Lets just say, urology is not considered a glamorous specialty of medicine, such as plastic surgery or neurosurgery, for reasons I don’t need elaborate upon-) However, if you are a medical negligence lawyer, urology issues and complications will appear, especially if assisting clients in gynaecological matters. You will receive clinical notes possibly from a gynaecologist, a urogynaecologist or a urologist, which will refer to terms and procedures you may not be familiar enough with to understand the clinical notes. The following provides some helpful information to assist in gynaecological/urological matters.
Urinary tract injuries are a known complication of obstetric and gynecological surgeries because of their anatomical proximity. Delayed diagnosis and improper management leads to high morbidity and even mortality. Bladder injury is the most common urological injury during obstetric and gynaecology surgery, followed by ureteral injury, which is not typically recognized immediately and has the potential to be life-threatening or to result in permanent kidney damage or removal of a kidney.
Gynaecological surgery (open and laparoscopic) accounts for more than 50 percent of all ureteral injuries resulting from an operation, with the remaining occurring during colorectal, general, vascular and urologic surgery. Firstly, an understanding of the basic anatomy of the major urological organs is a great starting point:
The kidneys are embedded in a cushion of adipose (storage of fat) tissue and surrounded by fibrous connective tissue for protection.
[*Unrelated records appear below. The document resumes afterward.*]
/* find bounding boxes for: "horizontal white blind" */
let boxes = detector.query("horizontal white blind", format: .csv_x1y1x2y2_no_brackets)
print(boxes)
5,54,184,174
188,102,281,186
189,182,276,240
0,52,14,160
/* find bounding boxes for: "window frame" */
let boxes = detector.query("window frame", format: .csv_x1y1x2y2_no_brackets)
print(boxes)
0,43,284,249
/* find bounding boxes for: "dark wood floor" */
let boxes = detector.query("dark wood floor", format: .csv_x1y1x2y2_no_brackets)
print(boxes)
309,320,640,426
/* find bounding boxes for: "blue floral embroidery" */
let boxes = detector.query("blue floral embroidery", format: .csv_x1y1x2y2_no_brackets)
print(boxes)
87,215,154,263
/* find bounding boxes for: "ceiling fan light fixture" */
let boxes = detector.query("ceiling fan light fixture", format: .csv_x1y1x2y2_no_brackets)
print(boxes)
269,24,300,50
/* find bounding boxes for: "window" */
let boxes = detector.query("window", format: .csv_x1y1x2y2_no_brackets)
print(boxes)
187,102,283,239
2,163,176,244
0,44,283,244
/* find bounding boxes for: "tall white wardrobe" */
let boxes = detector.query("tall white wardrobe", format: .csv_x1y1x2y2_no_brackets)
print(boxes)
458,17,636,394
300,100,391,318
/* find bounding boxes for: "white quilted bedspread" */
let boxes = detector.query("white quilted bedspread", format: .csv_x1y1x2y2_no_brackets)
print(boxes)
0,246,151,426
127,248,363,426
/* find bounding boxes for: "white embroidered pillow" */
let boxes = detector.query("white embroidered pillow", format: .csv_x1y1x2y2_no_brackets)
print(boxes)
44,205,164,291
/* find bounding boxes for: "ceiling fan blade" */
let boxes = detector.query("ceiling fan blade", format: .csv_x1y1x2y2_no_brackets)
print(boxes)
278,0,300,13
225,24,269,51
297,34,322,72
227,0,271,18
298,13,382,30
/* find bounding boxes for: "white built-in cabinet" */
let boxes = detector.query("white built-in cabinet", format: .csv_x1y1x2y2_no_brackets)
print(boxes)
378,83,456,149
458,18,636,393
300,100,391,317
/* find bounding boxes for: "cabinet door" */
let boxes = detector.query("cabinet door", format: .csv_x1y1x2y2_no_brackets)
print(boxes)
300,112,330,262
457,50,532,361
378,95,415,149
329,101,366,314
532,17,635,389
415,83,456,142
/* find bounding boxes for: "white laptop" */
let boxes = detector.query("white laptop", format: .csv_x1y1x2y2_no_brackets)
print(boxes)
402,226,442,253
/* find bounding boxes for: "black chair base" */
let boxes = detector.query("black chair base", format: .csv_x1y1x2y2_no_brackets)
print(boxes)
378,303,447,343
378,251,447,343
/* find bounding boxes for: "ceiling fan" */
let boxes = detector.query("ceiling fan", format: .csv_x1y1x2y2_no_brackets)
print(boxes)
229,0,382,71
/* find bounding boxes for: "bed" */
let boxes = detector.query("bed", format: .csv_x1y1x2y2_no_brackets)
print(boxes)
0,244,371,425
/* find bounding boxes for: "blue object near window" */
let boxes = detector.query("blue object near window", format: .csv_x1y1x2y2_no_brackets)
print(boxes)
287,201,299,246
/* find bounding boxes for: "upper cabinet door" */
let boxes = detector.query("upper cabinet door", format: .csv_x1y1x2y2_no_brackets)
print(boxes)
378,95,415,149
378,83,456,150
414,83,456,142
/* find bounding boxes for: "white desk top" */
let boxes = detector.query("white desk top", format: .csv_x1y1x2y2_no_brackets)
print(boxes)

They are fist sized and weigh about 250 grams each.
The kidneys consist of an outer cortex (outer portion) and an inner medulla (inner portion).
Two Ureters (the usual number – may be more) are muscular tubes lined with mucous membrane. They convey urine in peristaltic (involuntary constriction and relaxation of the muscles creating a wave like motion) from the kidneys to the urinary bladder.
This is a hollow, muscular sac in the pelvic cavity and serves as a temporary reservoir for urine.
A tube through which urine is discharged from the urinary bladder by expulsion. The process of expelling (voiding) urine through the urethra is called micturition.
Ureteric Complications:The most reliable way for surgeons to avoid ureteral injury is to clearly identify the ureter throughout the region of the body that will undergo the operation. Sounds simple, however, the gynaecologist I was employed with for 8 years used to write in his surgical notes, “ureters identified” to ensure this important task was not only performed but noted, as many surgeons routinely don’t identify or note in their surgical notes. Most injuries occur in the segment of ureter closest to the bladder. The common types of pelvic ureteral injuries caused by surgery – in descending order of frequency – are ligation (tying), kinking by suture, division, partial laceration, crush and loss of blood supply (leading to delayed death of tissue and narrowing of the ureter).
Unfortunately, most ureteric injuries after gynaecological surgery are discovered in a delayed fashion. Injuries that are detected after an operation tend to be more complex, require more complex repairs and multiple procedures, and have more complications than those detected and repaired during the operation.
When diagnosis is delayed, sickness including body-wide response to serious infection, loss of kidney function and possible death can occur in up to 50 percent of patients. Rates for surgical removal of the kidney resulting from delayed diagnosis, overall, are seven times as common as when the ureter injury is diagnosed promptly (during surgery)
Bladder Complications: In gynaecological surgery, bladder injury most commonly occurs during abdominal hysterectomy. The bladder can be injured at four specific sites. If a bladder injury is noted at surgery, it usually can be easily managed by a two- or three-layer closure with absorbable suture and a catheter bladder drainage. Retrograde (reverse direction than normal) bladder filling with blue-colored saline makes bladder injury diagnosis easier. Typical delayed bladder complications are various forms of fistulas.
An expert opinion from a urologist, urogynaecologist or gynaecologist would be required in relation to the issue of negligence in the event of such circumstances. However, the above tips will provide you with a start in understanding urological complications in gynaecological surgery.
Urology issues may not be fascinating, however, its definitely an area that will present itself for your consideration, at some time during your medical negligence career.
The experience I gained from 15 years employment in medicine prior to law, in specialities, including gynaecology/obstetrics, nephrology, urology, plastic and reconstructive surgery, neurosurgery, neurology & ophthalmology have provided me with “industry insights” and knowledge.